Ricordo come fosse ieri quando lo stesso Romano, d’accordo con Riccardo Bauer, nel 1954 mi invitò a coordinare un corso professionale di fotografia. Iniziai il corso con l’esercizio dei fotogrammi durante il quale gli allievi compongono sulla carta fotosensibile pezzi di plastica, frammenti di vetro, piccoli oggetti d’uso quotidiano. Presto mi resi conto che lo spazio a disposizione non aveva nessun potere attrattivo agli occhi degli studenti, non esisteva se non come semplice supporto. Intuii di botto che il gessetto agitato sul piano di cemento spalancava la mente alla visione dello spazio.
Per fortuna eravamo in una specie di fabbrica delle idee: ordinai al laboratorio di falegnameria della scuola un notevole numero di piani di lavoro sul modulo 90×180 e di cavalletti, che accostati tra loro erano in grado di offrire agli studenti un ampio spazio operativo. Dal gessetto bianco passai al carboncino. In questo modo diedi avvio alla mia esperienza di docente ponendomi a lavorare in mezzo ai ragazzi, come un qualsiasi discente.
Man a mano che le stesure crescevano a coprire i piani, i fogli venivano ordinati sul pavimento per zone personali.
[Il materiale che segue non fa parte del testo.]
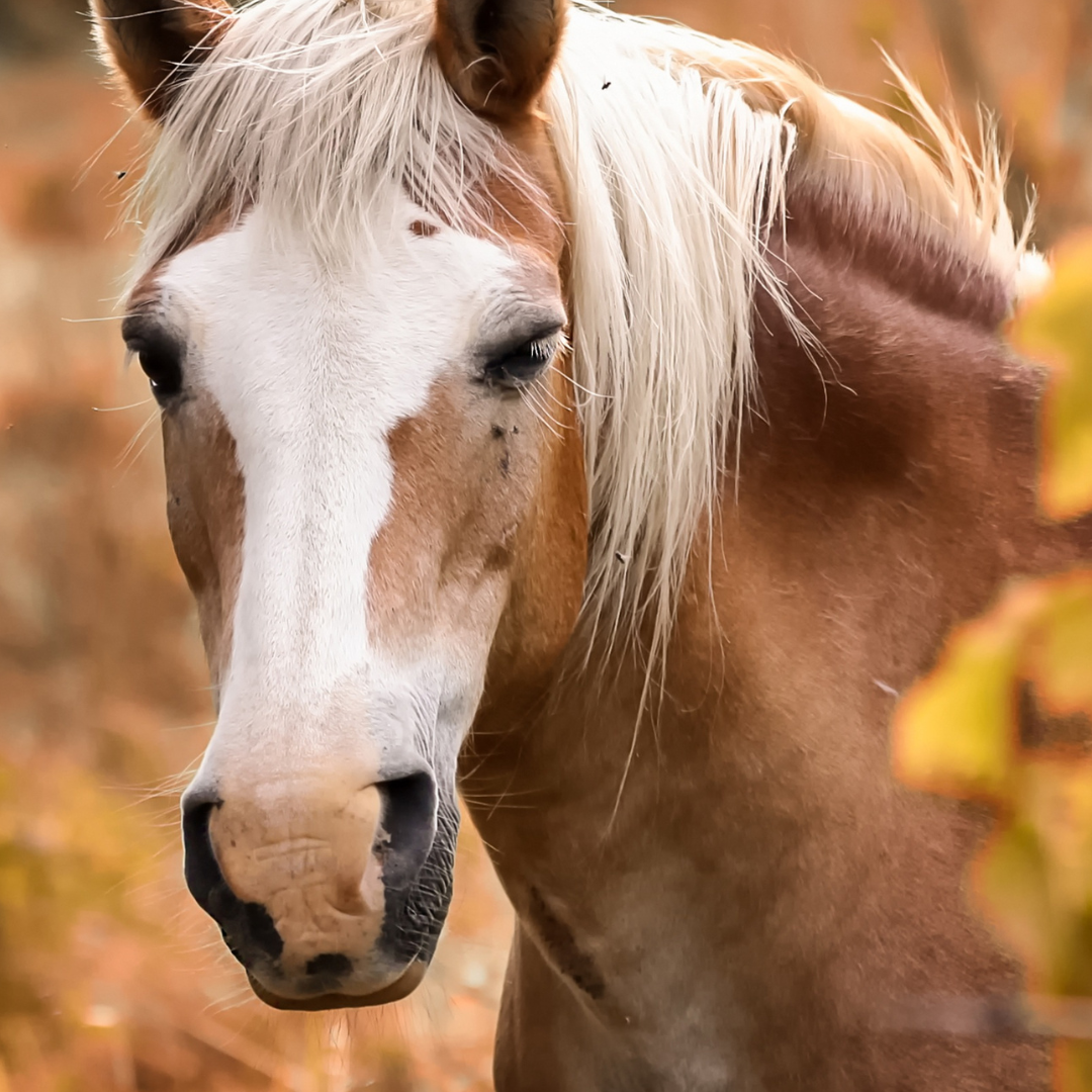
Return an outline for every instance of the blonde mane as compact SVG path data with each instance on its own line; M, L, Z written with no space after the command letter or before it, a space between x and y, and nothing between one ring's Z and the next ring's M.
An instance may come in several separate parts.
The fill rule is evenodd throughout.
M456 99L431 36L431 0L244 5L152 154L136 276L254 201L336 261L392 182L452 224L489 229L479 182L535 183ZM976 162L904 87L933 154L759 49L587 0L570 12L543 108L572 214L585 608L610 639L650 620L650 662L755 390L756 290L806 336L767 253L790 181L1017 290L1023 238L995 142Z

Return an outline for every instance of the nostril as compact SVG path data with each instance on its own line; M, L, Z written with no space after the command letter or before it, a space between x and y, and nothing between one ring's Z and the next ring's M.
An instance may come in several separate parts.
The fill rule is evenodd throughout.
M383 864L383 882L396 890L413 882L432 848L436 781L430 773L420 772L385 781L378 788L387 838L376 850Z
M185 799L182 802L182 845L186 851L186 886L198 905L213 917L213 904L219 902L219 889L227 883L216 862L209 833L209 820L219 800Z
M186 886L198 905L221 927L228 948L241 963L246 952L258 949L280 959L284 940L269 911L256 902L242 902L227 886L212 845L209 822L221 800L183 800L182 843L186 850Z

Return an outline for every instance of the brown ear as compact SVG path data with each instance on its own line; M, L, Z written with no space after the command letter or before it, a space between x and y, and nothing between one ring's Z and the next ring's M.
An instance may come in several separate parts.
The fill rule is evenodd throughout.
M437 0L436 49L475 112L513 120L535 105L565 28L567 0Z
M227 0L92 0L92 11L107 63L155 120L233 17Z

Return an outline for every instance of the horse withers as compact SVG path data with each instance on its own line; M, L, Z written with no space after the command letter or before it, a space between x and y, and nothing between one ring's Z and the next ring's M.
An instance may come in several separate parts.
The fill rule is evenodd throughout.
M1092 545L1036 513L994 150L583 0L94 8L158 131L122 333L218 705L186 875L258 995L420 982L458 788L503 1092L1045 1089L899 1018L1019 975L893 696Z

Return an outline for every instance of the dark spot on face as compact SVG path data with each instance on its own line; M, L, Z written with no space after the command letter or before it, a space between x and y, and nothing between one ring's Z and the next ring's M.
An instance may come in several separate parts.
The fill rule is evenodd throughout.
M602 1000L607 985L595 965L595 961L580 949L572 930L555 914L538 893L531 889L531 924L538 933L557 964L558 970L570 977L592 1000Z
M353 972L353 961L340 952L328 952L309 960L305 968L308 974L321 974L323 977L344 978Z

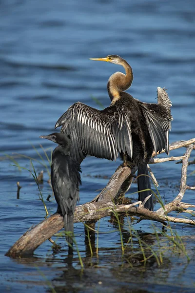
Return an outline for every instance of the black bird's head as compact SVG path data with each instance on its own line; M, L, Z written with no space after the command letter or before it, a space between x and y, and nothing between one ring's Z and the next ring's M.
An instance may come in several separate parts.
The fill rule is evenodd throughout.
M70 136L60 132L54 132L48 135L41 135L39 137L51 140L54 143L58 144L65 147L70 148L71 146L71 140Z
M90 58L90 60L96 60L97 61L105 61L110 63L123 65L125 60L118 55L108 55L103 58Z

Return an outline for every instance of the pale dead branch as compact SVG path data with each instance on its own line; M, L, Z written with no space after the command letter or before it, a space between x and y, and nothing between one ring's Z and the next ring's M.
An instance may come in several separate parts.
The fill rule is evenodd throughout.
M187 146L187 150L184 156L171 157L165 158L165 160L151 159L152 164L156 164L182 159L179 192L171 203L155 212L144 209L143 207L144 202L140 201L130 205L117 204L117 200L124 196L129 188L133 175L136 171L136 169L131 170L128 167L120 167L112 176L107 186L91 202L77 207L74 215L74 222L97 221L101 218L111 215L114 212L118 212L124 215L138 217L141 220L156 221L162 223L164 225L166 225L167 222L195 225L195 220L167 215L168 213L172 211L183 211L186 213L193 214L194 211L188 209L195 208L195 205L181 202L181 200L187 189L195 189L195 187L189 187L186 184L189 159L191 152L194 149L195 143L195 138L193 138L187 141L176 142L170 145L170 150ZM150 172L151 173L152 171L150 170ZM152 172L152 174L153 174ZM152 175L152 178L155 184L157 185L157 182L154 174ZM144 202L150 196L148 196ZM136 207L135 206L137 205L139 205L139 206ZM10 249L6 255L15 257L32 253L41 243L50 239L54 234L62 229L63 225L63 217L60 214L55 214L51 216L26 232Z

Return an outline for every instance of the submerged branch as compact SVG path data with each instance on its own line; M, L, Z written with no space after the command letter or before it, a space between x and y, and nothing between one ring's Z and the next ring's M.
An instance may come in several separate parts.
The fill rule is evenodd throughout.
M188 161L191 152L194 148L194 143L195 139L192 139L186 142L176 142L170 146L170 150L172 150L188 146L184 156L176 158L172 157L169 158L171 160L166 161L173 160L173 158L174 158L174 160L180 160L182 158L179 192L171 203L166 205L156 212L144 209L143 207L143 203L140 201L130 205L116 204L116 201L120 196L124 195L129 188L133 174L136 171L136 169L131 170L128 167L119 167L99 194L91 202L77 207L74 214L74 222L96 221L101 218L110 216L117 212L124 213L125 215L128 214L138 217L140 219L156 221L162 223L164 225L166 225L167 221L195 225L195 221L193 220L167 215L168 213L173 210L183 210L185 212L193 213L193 211L188 209L195 207L195 205L181 202L187 189L195 189L195 187L188 187L186 185ZM156 159L152 160L155 163L162 162L162 159L159 159L158 162L155 161L157 160ZM153 179L155 184L157 184L154 174ZM137 204L139 206L135 207L135 206ZM63 217L59 214L54 214L26 232L9 250L6 255L16 257L32 253L41 243L49 239L54 234L62 229L63 226Z

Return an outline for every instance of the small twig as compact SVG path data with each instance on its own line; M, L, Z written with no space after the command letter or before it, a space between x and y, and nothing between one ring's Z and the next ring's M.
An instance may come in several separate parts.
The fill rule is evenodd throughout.
M43 171L42 170L37 177L37 181L39 184L42 184L43 182Z
M186 189L191 189L192 190L195 190L195 186L188 186L188 185L186 185Z
M50 201L49 199L51 197L51 195L50 195L50 194L48 194L48 196L47 197L47 198L46 199L46 200L47 200L48 201Z
M18 188L17 188L17 199L20 199L20 190L21 188L21 186L20 186L20 182L19 181L17 182L17 187L18 187Z
M149 164L164 163L165 162L168 162L169 161L177 161L178 160L181 160L181 159L184 159L185 157L186 157L186 156L181 156L180 157L169 157L169 158L162 158L161 159L158 159L157 158L153 159L152 158L152 159L150 160Z
M195 138L192 138L188 141L179 141L177 142L175 142L172 143L169 146L169 150L173 150L173 149L176 149L176 148L179 148L180 147L183 147L183 146L187 146L191 144L194 144L195 143ZM193 146L193 148L194 146ZM161 152L161 154L165 152L164 150L162 150ZM158 154L157 153L157 154ZM153 151L152 157L155 157L156 154L155 151Z
M176 210L176 208L178 206L179 202L182 199L185 192L187 189L187 170L188 166L188 160L190 158L192 150L194 149L194 144L190 145L187 148L185 153L185 158L183 159L183 165L181 168L181 178L179 192L175 199L171 203L164 206L163 208L160 208L156 211L158 214L163 215L165 213L170 212L172 210ZM191 189L190 188L189 189ZM194 189L194 188L193 188Z
M143 208L144 206L144 205L146 203L146 202L147 202L147 201L150 198L150 197L151 197L151 196L152 196L152 194L150 194L150 195L148 195L148 196L145 198L145 199L144 199L143 202L141 202L141 203L139 205L139 208Z

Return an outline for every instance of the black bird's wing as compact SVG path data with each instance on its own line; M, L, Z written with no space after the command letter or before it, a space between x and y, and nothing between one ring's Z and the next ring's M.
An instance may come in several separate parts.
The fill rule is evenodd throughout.
M158 104L140 102L140 105L155 152L160 152L164 149L169 154L169 130L171 129L171 122L173 120L170 108L172 103L165 89L158 87L157 92Z
M73 145L70 155L79 164L87 155L116 159L117 150L114 133L117 119L115 106L98 110L78 102L58 120L55 128L70 136Z
M130 158L133 157L133 141L131 122L125 112L119 111L118 119L116 127L115 139L117 150L125 154L127 152Z

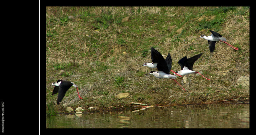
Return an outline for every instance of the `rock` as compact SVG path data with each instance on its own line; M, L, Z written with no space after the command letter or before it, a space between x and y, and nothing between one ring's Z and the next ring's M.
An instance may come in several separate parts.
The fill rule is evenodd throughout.
M88 108L88 109L89 109L89 110L91 110L92 109L95 109L96 108L96 107L95 107L95 106L93 106L93 107L89 107L89 108Z
M203 71L200 71L200 72L199 72L199 73L200 73L200 74L201 74L201 75L203 75ZM200 76L200 75L200 75L200 74L199 74L198 73L196 73L196 76Z
M182 82L184 84L187 83L187 77L186 76L184 76L182 77Z
M248 76L241 76L236 80L236 84L238 85L241 85L243 87L249 87L250 86L250 78Z
M115 96L116 98L118 99L120 99L122 98L125 98L128 97L130 95L130 93L126 92L125 93L120 93L116 95Z
M78 111L76 112L76 113L75 113L75 114L82 114L83 112L81 111Z
M173 29L174 29L175 28L175 26L169 26L169 27L167 29L167 30L168 31L172 31Z
M81 107L78 107L76 109L76 111L78 111L81 110L82 110L82 108Z
M176 31L176 32L178 33L178 34L180 34L181 33L181 32L182 31L182 30L184 29L184 27L182 27L182 28L180 28L180 29L179 29L178 30Z
M70 107L68 107L67 108L67 109L66 109L67 111L68 111L68 112L71 112L72 111L73 111L74 110L73 110L72 108Z
M123 22L126 22L126 21L128 21L129 20L129 18L130 17L130 16L128 16L127 17L125 17L124 18L123 18L123 19L122 19L122 20L121 21L121 22L123 23Z
M194 39L196 39L196 38L198 38L198 37L196 37L196 36L192 36L188 37L187 39L188 39L188 41L189 41L189 40L193 40Z

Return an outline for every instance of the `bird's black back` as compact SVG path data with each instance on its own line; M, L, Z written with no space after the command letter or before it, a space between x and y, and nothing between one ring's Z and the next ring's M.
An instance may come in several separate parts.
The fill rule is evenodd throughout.
M209 48L210 49L211 53L212 53L215 50L215 44L216 41L213 41L210 40L208 41L208 44L209 45Z
M57 81L57 83L61 81L63 81L63 80L58 80ZM52 96L54 95L55 94L58 93L59 92L59 88L60 86L55 86L53 88L53 91L52 91Z
M180 66L180 67L181 68L181 70L183 69L183 68L184 68L184 66L185 66L185 63L187 63L187 60L188 58L187 58L187 56L185 56L181 59L178 62L178 64ZM185 67L187 67L186 66L185 66ZM178 72L176 73L177 73Z
M213 35L213 36L215 37L218 37L218 36L219 36L220 37L222 37L221 35L216 32L214 32L210 30L209 31L210 31L211 32L212 32L212 34Z
M170 53L168 53L168 55L165 58L165 61L167 64L167 67L168 67L168 71L170 72L172 68L172 57L171 57Z
M171 55L170 55L170 57L168 55L167 57L168 57L168 63L170 64L170 60L171 63L172 58L171 58ZM157 63L156 68L157 68L158 71L161 71L166 74L170 74L169 68L167 66L165 60L163 57L163 55L157 50L152 47L151 47L151 59L152 59L152 62L153 63ZM171 68L170 68L170 70Z
M181 68L181 70L183 69L184 67L186 67L188 68L191 70L193 70L193 65L195 62L201 56L203 53L194 56L188 59L187 56L184 57L179 61L178 63Z
M58 105L62 100L65 96L66 92L70 87L74 84L68 81L62 81L59 87L59 94L57 98L57 105Z
M193 70L193 65L194 65L195 62L196 62L200 57L201 57L202 54L203 54L203 53L200 53L199 54L194 56L188 59L187 61L187 62L185 62L185 66L186 67L187 67L189 70Z

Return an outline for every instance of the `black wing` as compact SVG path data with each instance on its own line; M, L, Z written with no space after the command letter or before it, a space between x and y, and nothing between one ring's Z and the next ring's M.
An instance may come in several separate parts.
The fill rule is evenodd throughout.
M165 61L167 64L167 67L168 67L168 71L170 72L172 68L172 57L171 57L170 53L168 53L168 55L165 58Z
M210 30L209 31L210 31L211 32L212 32L212 34L213 35L213 36L215 36L217 37L218 37L218 36L220 37L222 37L222 36L221 36L221 35L216 32L214 32L212 31L211 31L211 30Z
M196 62L196 60L197 60L197 59L200 58L200 57L201 57L201 56L202 55L202 54L203 54L203 53L200 53L199 54L192 57L190 57L189 59L188 59L187 62L187 64L188 65L186 65L187 66L186 67L187 67L189 70L193 70L193 65L194 65L195 62Z
M66 92L67 92L67 90L64 90L63 89L60 89L59 91L59 94L58 94L58 97L57 99L57 105L58 105L61 101L62 99L65 96Z
M162 56L162 55L157 50L151 47L151 59L152 59L152 62L153 63L158 63L159 55Z
M208 40L208 44L209 44L209 48L210 49L210 52L211 53L214 52L215 50L215 44L216 43L216 41L211 41Z
M58 80L58 81L57 81L57 83L61 81L63 81L63 80ZM54 87L54 88L53 88L53 91L52 91L52 96L54 95L54 94L55 94L58 93L59 91L59 86L56 86Z
M183 69L183 68L184 68L184 66L185 65L185 63L187 62L187 60L188 58L187 58L187 56L185 56L180 60L178 62L178 64L180 66L181 70Z
M60 103L65 96L67 91L73 84L71 83L71 82L68 81L63 81L61 82L62 83L60 85L60 88L59 89L59 94L57 99L57 105Z

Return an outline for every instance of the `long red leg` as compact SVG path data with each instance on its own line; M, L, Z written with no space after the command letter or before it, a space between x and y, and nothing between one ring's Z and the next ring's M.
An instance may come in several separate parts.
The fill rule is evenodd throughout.
M179 75L178 74L176 73L175 72L174 72L174 71L172 71L172 69L171 69L171 71L172 71L172 72L173 72L173 73L174 73L174 74L176 74L176 75L178 75L179 76L180 76L180 77L182 77L182 76L181 76L181 75Z
M76 87L76 90L77 90L77 93L78 94L78 97L79 97L79 98L81 98L81 99L82 99L83 98L81 97L80 96L80 95L79 95L79 92L78 92L78 89L77 89L77 87Z
M205 78L205 79L207 79L207 80L210 80L210 81L211 81L211 80L210 80L210 79L208 79L208 78L206 78L206 77L205 77L204 76L204 75L202 75L202 74L200 74L200 73L199 73L199 72L196 72L196 73L198 73L199 74L200 74L200 75L202 75L202 76L203 76L203 77L204 77Z
M223 43L225 43L225 44L228 45L228 46L229 46L230 47L232 47L232 48L233 48L233 49L235 49L236 50L238 50L238 48L236 47L235 47L235 46L231 46L231 45L230 45L230 44L228 44L228 43L227 43L227 42L225 42L224 41L223 41L221 40L220 40L220 41L221 41L221 42L222 42Z
M181 87L181 86L180 86L180 84L179 84L179 83L178 83L178 82L177 82L177 81L176 81L176 80L174 80L174 79L173 79L170 78L169 78L169 79L172 79L172 80L174 80L174 81L175 81L175 82L177 82L177 83L178 83L178 84L179 84L179 85L180 85L180 87L181 87L181 88L182 88L182 89L184 89L184 90L185 90L185 91L186 91L186 92L187 92L187 91L186 91L186 89L185 89L184 88L183 88L183 87Z

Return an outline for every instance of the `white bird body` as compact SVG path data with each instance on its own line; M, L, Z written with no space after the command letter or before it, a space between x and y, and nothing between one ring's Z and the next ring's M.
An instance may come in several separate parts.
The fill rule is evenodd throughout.
M191 74L196 74L197 73L197 72L190 70L188 69L188 68L184 67L183 69L178 71L177 74L181 75L185 75ZM173 75L174 75L174 74L173 74Z
M196 39L203 38L207 40L208 41L208 44L209 45L209 48L210 49L211 54L213 53L215 50L215 44L216 43L216 42L217 41L222 42L232 47L235 50L238 50L238 48L226 42L227 40L226 38L222 37L222 36L220 34L212 31L210 30L209 31L212 32L212 35L210 36L206 36L204 35L202 35L200 36L200 37Z
M154 72L151 71L149 73L149 74L153 75L156 77L159 78L171 78L174 79L177 78L177 77L175 75L167 74L162 71L158 71L158 72L156 71Z
M177 76L170 75L170 71L172 70L171 69L172 68L172 57L171 57L170 53L168 53L166 60L164 60L161 53L155 48L151 47L151 59L153 63L157 63L156 67L158 70L158 71L151 71L149 73L144 75L153 75L155 77L158 78L169 78L172 80L177 82L184 90L187 91L186 89L181 87L174 79L177 77ZM153 65L154 64L152 64L152 65ZM174 71L172 71L172 72L176 74ZM179 75L181 76L181 75Z
M202 35L200 36L200 37L201 38L203 38L206 40L211 41L220 41L220 40L221 40L225 42L227 41L226 38L223 37L214 36L212 34L212 35L211 35L210 36L206 36L204 35Z

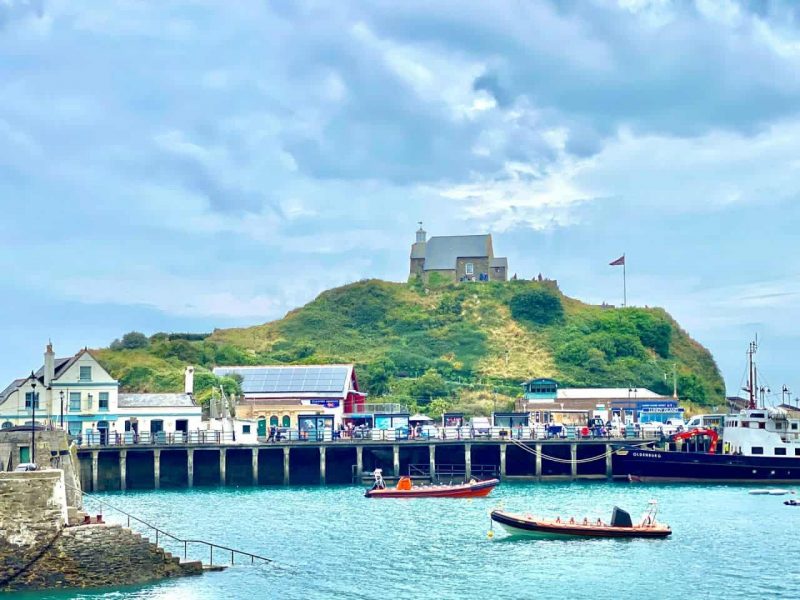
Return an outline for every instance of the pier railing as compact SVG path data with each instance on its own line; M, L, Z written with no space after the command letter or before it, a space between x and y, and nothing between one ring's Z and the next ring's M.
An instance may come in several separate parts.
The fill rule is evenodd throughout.
M353 430L280 428L274 435L260 435L259 442L277 443L352 443L352 442L424 442L424 441L480 441L480 440L609 440L659 439L662 433L655 429L627 427L623 431L611 432L605 429L587 427L488 427L472 429L469 427L432 427L423 429L399 427L396 429ZM172 446L172 445L222 445L252 444L252 436L236 436L232 431L178 431L172 433L135 432L86 432L76 438L80 447L107 446Z
M73 489L73 490L77 490L77 488L73 488L71 486L67 486L67 487L70 487L70 489ZM104 508L108 508L110 510L113 510L113 511L123 515L123 517L126 519L126 526L127 526L128 529L131 529L131 522L134 522L134 523L137 523L140 526L145 528L145 530L148 532L148 537L150 535L155 534L155 544L156 544L156 546L158 546L159 543L163 544L165 542L165 540L170 541L170 542L172 542L174 544L177 544L179 547L182 546L183 547L183 559L184 560L187 560L188 557L189 557L189 548L190 547L192 547L192 546L202 546L202 547L204 547L204 548L206 548L208 550L208 565L212 566L212 567L214 566L214 552L215 551L216 551L218 557L219 556L227 556L230 553L230 558L231 558L230 564L231 565L235 564L235 560L236 560L237 556L243 557L245 561L249 559L250 564L255 564L255 562L257 560L261 561L263 563L271 563L272 562L272 559L270 559L270 558L266 558L264 556L259 556L258 554L253 554L251 552L245 552L244 550L237 550L235 548L230 548L228 546L222 546L221 544L214 544L212 542L207 542L205 540L187 540L187 539L180 538L180 537L178 537L176 535L173 535L171 533L168 533L168 532L164 531L163 529L161 529L159 527L156 527L155 525L152 525L152 524L148 523L147 521L145 521L143 519L140 519L139 517L135 517L134 515L130 514L129 512L126 512L126 511L122 510L121 508L113 506L113 505L109 504L108 502L105 502L104 500L100 500L99 498L97 498L96 496L93 496L92 494L87 494L83 490L77 490L77 491L80 492L80 494L84 498L89 500L90 502L95 502L95 503L99 504L100 506L102 506ZM222 563L217 561L217 565L221 566Z

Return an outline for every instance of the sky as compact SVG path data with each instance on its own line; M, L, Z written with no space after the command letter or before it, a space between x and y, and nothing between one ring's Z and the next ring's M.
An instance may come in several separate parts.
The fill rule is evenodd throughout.
M417 222L800 395L800 5L0 0L0 381L403 281ZM2 387L2 385L0 385Z

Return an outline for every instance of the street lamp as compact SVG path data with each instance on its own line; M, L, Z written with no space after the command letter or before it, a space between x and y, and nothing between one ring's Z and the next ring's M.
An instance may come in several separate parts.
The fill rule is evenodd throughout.
M31 462L36 464L36 376L31 371Z

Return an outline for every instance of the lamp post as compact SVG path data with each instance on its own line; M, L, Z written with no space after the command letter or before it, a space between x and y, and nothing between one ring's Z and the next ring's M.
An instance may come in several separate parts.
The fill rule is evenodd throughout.
M31 462L36 464L36 376L31 371Z

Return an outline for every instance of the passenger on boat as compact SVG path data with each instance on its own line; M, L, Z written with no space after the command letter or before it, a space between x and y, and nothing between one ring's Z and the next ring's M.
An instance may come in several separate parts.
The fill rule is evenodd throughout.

La distesa creava un effetto di magma impressionante, che cominciai a sfoltire eliminando i lavori compromessi dalla centralità compositiva, fosse questa a macchie per uso del carboncino posto di piatto, o per linee tracciate con andamenti iterati, o per forma inconscia centripeta.
Ne risultò una “prova” di gruppo inconcepibile, perché di fatto difficilmente ipotizzabile, risultato di una sperimentazione “a braccio”, senza regole, che i ragazzi apprezzarono proprio perché inconsueta, originale, fuori dall’ordinario: un’esperienza didattica che per la Scuola del Libro era all’ordine del giorno.
Un must di cui dobbiamo essere riconoscenti, perché aprì la strada ad una nuova concezione della progettazione visiva.